The law is as corrupt as the individuals making the laws, and since the Great War ended those individuals have served to prop up perhaps the most dangerous relic of the prewar era in the aristocracy. There is no oversight, no independent board that has any authority, and no checks in place to balance the state-appointed judges, prosecutors, and defense attorneys. The legislating work of the country is done by five people and their aides, which is a sure recipe that the laws reflect the interests of those who write it. Geriatric, reactionary, and rich would be three words I’d use to describe the Council, and it’s funny how many laws that are passed only benefit the elderly, the status quo, or those who are already wealthy.
Let me address perhaps the most common smear and the elephant in the room many of you may be reading this to verify. The Council has claimed over and over that I am a faunus supremacist, one who wants to exterminate all humans. This completely misses the point of the issues that I have with the third institution of oppression and misses the point of the steps needed to rectify it.

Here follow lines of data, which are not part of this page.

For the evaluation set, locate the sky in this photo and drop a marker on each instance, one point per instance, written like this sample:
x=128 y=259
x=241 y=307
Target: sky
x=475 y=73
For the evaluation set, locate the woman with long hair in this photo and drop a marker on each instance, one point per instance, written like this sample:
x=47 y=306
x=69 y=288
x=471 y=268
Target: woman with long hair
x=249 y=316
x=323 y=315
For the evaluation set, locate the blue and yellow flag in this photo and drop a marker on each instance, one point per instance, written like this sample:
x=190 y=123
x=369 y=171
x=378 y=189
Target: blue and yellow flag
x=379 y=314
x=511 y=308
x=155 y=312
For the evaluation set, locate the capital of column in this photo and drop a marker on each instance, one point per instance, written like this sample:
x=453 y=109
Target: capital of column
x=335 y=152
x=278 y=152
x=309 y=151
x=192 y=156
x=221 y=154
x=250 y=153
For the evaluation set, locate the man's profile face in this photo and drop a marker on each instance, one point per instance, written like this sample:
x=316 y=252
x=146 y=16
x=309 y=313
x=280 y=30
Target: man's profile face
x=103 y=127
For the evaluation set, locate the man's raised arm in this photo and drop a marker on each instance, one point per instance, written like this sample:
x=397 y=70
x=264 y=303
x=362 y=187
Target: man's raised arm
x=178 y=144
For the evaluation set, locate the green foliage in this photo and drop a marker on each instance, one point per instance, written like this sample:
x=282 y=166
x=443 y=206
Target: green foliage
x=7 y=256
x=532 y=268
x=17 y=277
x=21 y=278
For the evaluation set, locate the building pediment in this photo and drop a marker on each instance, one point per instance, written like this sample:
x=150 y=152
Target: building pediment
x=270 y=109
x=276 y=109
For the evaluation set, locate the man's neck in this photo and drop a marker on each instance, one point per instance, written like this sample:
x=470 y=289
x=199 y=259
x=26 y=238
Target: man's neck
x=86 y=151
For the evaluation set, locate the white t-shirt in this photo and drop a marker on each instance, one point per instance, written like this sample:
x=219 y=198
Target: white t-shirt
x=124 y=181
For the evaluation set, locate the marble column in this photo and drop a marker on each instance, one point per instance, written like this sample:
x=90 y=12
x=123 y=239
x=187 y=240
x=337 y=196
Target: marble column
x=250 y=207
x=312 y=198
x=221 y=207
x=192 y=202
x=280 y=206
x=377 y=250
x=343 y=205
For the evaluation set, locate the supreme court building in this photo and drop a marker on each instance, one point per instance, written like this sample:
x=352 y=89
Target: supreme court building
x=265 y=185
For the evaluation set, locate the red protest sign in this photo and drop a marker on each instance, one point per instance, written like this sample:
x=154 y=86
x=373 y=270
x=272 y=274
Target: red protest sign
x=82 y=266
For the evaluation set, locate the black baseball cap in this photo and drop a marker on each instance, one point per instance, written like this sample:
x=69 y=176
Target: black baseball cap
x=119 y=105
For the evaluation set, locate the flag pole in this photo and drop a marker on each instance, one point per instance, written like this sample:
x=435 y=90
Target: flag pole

Our goal is to eradicate the nobility, the aristocracy, whatever you want to call it. Racial divisions are and have never been the main factor at play, it has been economic divisions. The aristocracy has the lower classes fighting amongst themselves in racial squabbles to deflect the attention and the blame for policies they enact to the faunus in some communities and the humans in others. You either are in support of three institutions of oppression and thus are willing to see blood continue to be spilled in the name of money and preserving the privileges of a class who have made themselves the masters of the state and its people… or you are against them and want to see power returned to the hands of the people, which should have happened more than a quarter century ago after the war.
When Mistral stands together and people reach out for each other, there is no need for gods or masters. The aristocracy share a past and seek to hold on to the status of their nobility. The Council share a present and the current system that allows them to rise above the rest and together act as the Emperor to a nation long since removed from one in name. The Kozaks, in contrast, share a future in which power is moved from the Council and the aristocracy to the people where it belongs, and we give the populace the tools to shape their own destiny with their own hands so that they can rise and fall on their own merits and their own merits alone.